The mitochrondia consume all the oxygen needed by the peroxisomes to light. The firefly’s brain releases nitric oxide which disable the mitochrondia allowing the oxygen to pass.
When I read that I thought of this problem with old blood. Isn’t that the opposite? Nitric acid is needed to allow the oxygen to be absorbed in humans but in fireflys it is used to disable oxygen uptake. Feel free to correct me as I am not understanding the matter.
I read this article.
I read this article. Please show the numbers suggesting that blood transfusions have, over the last hundred years, probably killed many millions of people.
Procedures of the cited studies were not performed over that period of time for blood transfusion to complicate.
As medical care improves there is opportunity to find and understand complications that did not exist before because patients suffered mortality from a primary condition rather than secondary complications.

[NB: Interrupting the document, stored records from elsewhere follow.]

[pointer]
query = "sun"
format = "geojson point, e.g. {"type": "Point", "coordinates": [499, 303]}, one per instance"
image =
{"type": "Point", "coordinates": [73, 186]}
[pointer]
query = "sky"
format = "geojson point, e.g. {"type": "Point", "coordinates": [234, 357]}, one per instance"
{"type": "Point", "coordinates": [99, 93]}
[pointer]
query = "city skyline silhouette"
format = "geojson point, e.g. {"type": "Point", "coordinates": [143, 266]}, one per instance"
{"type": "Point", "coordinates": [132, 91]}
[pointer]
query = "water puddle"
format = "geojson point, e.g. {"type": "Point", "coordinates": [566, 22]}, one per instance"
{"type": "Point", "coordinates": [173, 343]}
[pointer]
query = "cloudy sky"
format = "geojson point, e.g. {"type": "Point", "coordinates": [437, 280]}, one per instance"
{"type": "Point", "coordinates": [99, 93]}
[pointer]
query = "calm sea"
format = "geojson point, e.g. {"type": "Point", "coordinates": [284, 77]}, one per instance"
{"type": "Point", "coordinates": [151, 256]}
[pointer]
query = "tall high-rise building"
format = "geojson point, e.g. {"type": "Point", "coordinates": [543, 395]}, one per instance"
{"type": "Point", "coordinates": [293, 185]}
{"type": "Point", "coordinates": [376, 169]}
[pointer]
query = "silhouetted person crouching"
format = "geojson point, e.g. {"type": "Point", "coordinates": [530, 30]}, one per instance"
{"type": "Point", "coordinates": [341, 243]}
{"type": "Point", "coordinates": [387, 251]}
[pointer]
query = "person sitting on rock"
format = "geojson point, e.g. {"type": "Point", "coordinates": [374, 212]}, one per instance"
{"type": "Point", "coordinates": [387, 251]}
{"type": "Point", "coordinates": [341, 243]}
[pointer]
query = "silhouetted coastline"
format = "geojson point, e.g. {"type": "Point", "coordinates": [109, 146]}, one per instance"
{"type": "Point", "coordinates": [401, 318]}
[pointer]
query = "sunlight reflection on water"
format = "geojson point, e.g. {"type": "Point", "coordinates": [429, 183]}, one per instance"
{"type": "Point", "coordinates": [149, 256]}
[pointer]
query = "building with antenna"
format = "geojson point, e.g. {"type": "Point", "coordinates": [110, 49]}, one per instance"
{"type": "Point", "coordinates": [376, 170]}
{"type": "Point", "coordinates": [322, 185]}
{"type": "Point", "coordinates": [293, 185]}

I believe there are so many
I believe there are so many blood alternatives, cell saver machines, blood fractions, saline so many other cheaper cleaner alternative to using blood, its all about the volume. Its been proven that those who have chosen blood alternatives have also recovered faster and there own blood increased in volume much quicker and have much less side affects, its funny but its the red cross who brings out the blood alternative seminars to teach people (who want to know that is), it is also proven that everyone’s blood is like a finger print no blood is the same and there for should not be mixed with anyone else’s, people just havn’t been given the opportunity to learn about it, I have a blood directive written up in case of emergency and will be treated with no blood products, it really works and would save the world a tone of money but hay that’s why the government don’t really want people to know, its all about greed , anyway that’s my option, my grandfather died from a blood transfusion so I guess I did my research and know that you don’t need to transfuse, people would be shocked how many people really die of transfusions.
The fact is that blood
The fact is that blood tranfusions are organ transplants that the recipient’s body rejects. Blood transfusions are like playing russian roulette with bags of blood.